We will soon have to solve a problem that came with our solution to the current problem.

Now with the cattle, the situation is a bit different.  Our cattle are a grazing and forage based operation that uses no grain and moderate amounts of fuel(for baling and wintertime feeding).  Additionally we had spent the last several years building up the cattle numbers to run a small stocker development business alongside the grass feds.  This plus our decision a year or so ago to sell the cowherd and buy in replacement feeder animals instead enabled us to destock which is the first need in responding to a drought situation.

We have marketed the cows-I am currently trying to adjust myself to the fact they are gone-sold a group of fat cattle at the sale barn and brought another group of feeder animals to the feeder cattle and bred cow sale.  Cattle prices are good now, which is helpful to us in our need for destocking.

The second rule of a cattle business coping with a drought is to buy any needed hay early, which is what we are currently doing, as our cattle sales did not reduce the appetite here quite enough to get through without purchase.  And hay is expensive. 

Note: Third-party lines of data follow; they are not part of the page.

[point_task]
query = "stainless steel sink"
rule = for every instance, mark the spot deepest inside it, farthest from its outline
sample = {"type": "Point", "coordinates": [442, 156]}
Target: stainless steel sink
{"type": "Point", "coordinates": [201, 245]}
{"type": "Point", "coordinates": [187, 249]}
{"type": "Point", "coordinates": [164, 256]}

Our marketing with the beef is a bit more flexible, as it is all frozen product.  Thus the cattle processing can be a bit more seasonal and tends to be easier to adjust.  We do not have the same weekly need for market animals we have with the pigs. The role of the cattle in the farm operation is to benefit from the need to grow hay in our organic cropping rotation and also to serve as a third crop opportunity as they can be used to harvest crops that are harder to sell but necessary in a good crop rotation, such as the small grains and various annual forages.

Implied in everything I have written here is the predominance of marketing in the operations.  The late Allan Nation said it well when he wrote that the marketing locomotive must pull the production train.  This can make coping with difficult weather and high input prices harder than it would otherwise be, but without marketing, farms do not succeed. 

Friday, December 30, 2022

power lines

 The power coop did keep the lines up through the snow and high winds last week.  We have had some less than wonderful experiences with the power coops on our solar effort, because they over invested in coal and thus took away from their management much of the ability to make good decisions for the customers.

But the coops take a back seat to no one in utility service on maintenance and daily management.  Considering the huge distances they cover and amounts of assets they have exposed to all weather, they are without peer in service.  We could be stuck with Texas level carelessness and incompetence.  That we are not makes me grateful.